Mendapat respon positif dari masyarakat dan apatur desa merupakan
hal terindah dari perjalan ini. Saya dan teman-teman mendapatkan sambutan
hangat dan penuh kekeluargaan oleh masyarakat Desa Rawa Kidang. Saya melihat
adanya harapan dari masyarakat kepada kami. Harapan untuk memberikan kontribusi
nyata bagi masyarakat desa.
Hari demi hari kami jalani dengan penuh semangat demi memberikan
yang terbaik bagi desa ini. Selama 32 hari menjalani hidup di desa yang tenang
dan berbeda dengan perkotaan, banyak kesan baik yang saya dapati. Masyarakat
yang begitu hangat dengan kedatangan kami, sehingga membuat saya dan
teman-teman merasa nyaman dan sulit melupakan kenangan ini. Ibu PKK yang selalu
sigap ketika saya dan teman-teman membutuhkan bantuan, Bapak RT dan Bapak Jaro
(RW) yang selalu ada untuk membantu merealisasikan program kami, Keluarga Bapak
H. Andy yang berbaik hati menumpangkan kami untuk tinggal di tempatnya, dan memberikan
beberapa kemudahan kepada kami untuk menjalankan program kegiatan, Ustadzah
Nani yang sangat-sangat menerima dengan tangan terbuka atas kedatangan kami
saat ingin membantu di TPA yang beliau jalani, Paguyuban Nol Tiga (PNT) RW 03
yang juga menyambut dan menerima kedatangan kami serta saling berbagi
pengetahuan, Guru-guru SDN Rawa Kidang yang menerima kami dengan sangat baik
ketika kami ingin berkegiatan di sana, serta masyarakat yang menerima dan ikut
berpartisipasi ketika kami mengadakan kegiatan, serta Bapak dan Ibu petani yang
selalu semangat memanen padi. Pada intinya, masyarakat Desa Rawa Kidang
merupakan masyarakat yang ramah dan menerima dengan sangat baik kedatangan
kami, selaku orang asing.
Selain masyarakat kalangan dewasa, ada pula anak-anak, baik di Desa Rawa Kidang ataupun di Kampung
Paburan Desa Rawa Kidang. Mereka sangat antusias dengan kedatangan kami di desa
mereka. Mereka pun sangat giat dalam mendapatkan pendidikan. Mereka selalu
semangat berangkat ke sekolah, antusias ketika mendapatkan pelajaran baru dari
kami, mengikuti beberapa pengajian di TPA yang berbeda, bahkan tak bosan
ditambah dengan mengikuti pelajaran tambahan yang kami adakan sebagai bimbel
harian. Selain dalam urusan pendidikan, mereka pun semangat dan antusias ketika
kami mengadakan kegiatan yang berhubungan dengan pola hidup sehat, seperti
berolahraga dan mengonsumsi makanan yang baik, seperti minum susu.

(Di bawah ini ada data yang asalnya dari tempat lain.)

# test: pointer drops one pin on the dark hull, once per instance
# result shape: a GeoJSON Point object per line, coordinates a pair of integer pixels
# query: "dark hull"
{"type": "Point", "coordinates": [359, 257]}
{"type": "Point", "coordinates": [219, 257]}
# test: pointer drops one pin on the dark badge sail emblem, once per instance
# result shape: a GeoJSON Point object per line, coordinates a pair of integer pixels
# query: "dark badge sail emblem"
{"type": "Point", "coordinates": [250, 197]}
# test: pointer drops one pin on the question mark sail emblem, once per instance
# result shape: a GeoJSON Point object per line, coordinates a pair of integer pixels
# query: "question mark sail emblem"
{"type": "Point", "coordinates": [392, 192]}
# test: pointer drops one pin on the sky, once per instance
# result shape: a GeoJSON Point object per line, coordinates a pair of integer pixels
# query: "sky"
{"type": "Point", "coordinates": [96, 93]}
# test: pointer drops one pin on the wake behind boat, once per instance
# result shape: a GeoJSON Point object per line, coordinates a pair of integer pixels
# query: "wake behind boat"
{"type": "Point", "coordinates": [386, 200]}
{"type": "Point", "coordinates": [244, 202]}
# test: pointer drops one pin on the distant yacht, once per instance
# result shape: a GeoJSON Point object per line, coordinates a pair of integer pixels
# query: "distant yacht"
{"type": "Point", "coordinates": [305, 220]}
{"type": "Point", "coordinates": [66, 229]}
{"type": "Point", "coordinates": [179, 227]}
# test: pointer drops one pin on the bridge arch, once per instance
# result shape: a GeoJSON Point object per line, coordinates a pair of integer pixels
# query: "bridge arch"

Selama tinggal sebulan lamanya di Desa Rawa Kidang, banyak
pembelajaran yang dapat saya petik dan saya jadikan acuan untuk hidup yang
lebih baik. Seperti belajar menghargai adanya orang baru yang datang ke
kehidupan kita, belajar menghargai perbedaan yang ada diantara warga, belajar
menjadi lebih peka dengan problematika lingkungan sekitar, belajar disiplin dan
menghargai waktu, belajar membimbing
anak-anak, belajar gotong royong, dan segala hal positif lainnya yang sangat
bermanfaat untuk kehidupan saya di masyarakat.
Mengabdi
Agar Bermanfaat Bagi Sesama
Desa
Rawa Kidang, Kecamatan Sukadiri, Kabupaten Tangerang. Desa tersebut menjadi
salah satu tempat yang tidak akan saya lupakan. Sebuah desa yang memiliki
pemandangan menenangkan, dengan hamparan sawah memenuhi sudut pandang siapapun
yang melihatnya.
Selama
menjalani masa KKN ini, sedikit banyak saya mengetahui kekurangan dan kelebihan
desa dari seluruh hal yang ada. Kurangnya tempat pembuangan sampah di pinggir
jalan, membuat masyarakat menjadi suka membuang sampah di pinggir jalan. Hal
ini menyebabkan sampah menjadi berserakan hingga ke badan jalan, dan membuat
pemandangan menjadi kurang indah.
Selain
itu, kurangnya tenaga pengajar di TPA sekitar desa, menjadi hal yang perlu
diperhatikan kembali. Dari segi keinginan untuk mendapatkan pendidikan, desa
ini sudah cukup baik dari segi sarana dan prasarana pendidikan. Namun satu hal
yang menjadi sorotan yaitu, kurangnya minat dari para pelajar untuk melanjutkan
pendidikan ke tingkat yang lebih tinggi. Karena mereka berpikir bahwa
pendidikan di Perguruan Tinggi tidak terlalu penting, mengingat dengan tamatan
SMA pun sudah dapat bekerja dan mencari uang. Selain itu, ketakutan akan
mahalnya biaya yang harus dikeluarkan oleh orang tua jika ingin melanjutkan
pendidikan ke Perguruan Tinggi, menjadi salah satu alasan orang tua disana
tidak menganjurkan anak-anak mereka untuk meneruskan pendidikan. Dari segi
kesehatan, masyarakat kurang memperhatikan bagaimana menerapkan pola hidup
sehat.
Hal
inilah yang menjadikan saya dan teman-teman membuat program kerja yang sesuai
untuk membantu mencerahkan dan memberdayakan masyarakat disana. Mulai dari turut serta membantu memberikan
pengajaran untuk Siswa SDN Rawa Kidang, membantu kegiatan di Taman Pendidikan
Al-Quran (TPA) pada tiga titik lokasi,
memberikan bantuan kepada adik-adik yang ingin mendapatkan pelajaran
tambahan, memberikan inspirasi dan motivasi kepada siswa SMA agar berminat melanjutkan
ke Perguruan Tinggi, mengadakan pemeriksaan kesehatan gratis, mengadakan berbagai
perlombaan untuk memperingati Hari Kemerdekaan Indonesia, kegiatan jalan sehat
setiap hari minggu, membuat tempat pembuangan sampah yang dibutuhkan oleh
masyarakat, pengadaan fasilitas untuk TPA dan majelis seperti meja belajar-kipas
angin dan karpet, pengadaan alat ibadah seperti mukena dan Al-Qur’an.
Dengan
harapan semoga apa yang saya dan teman-teman lakukan selama masa pengabdian, dapat
bermanfaat bagi kami sendiri dari segi pengalaman, relasi, ilmu dan amalan.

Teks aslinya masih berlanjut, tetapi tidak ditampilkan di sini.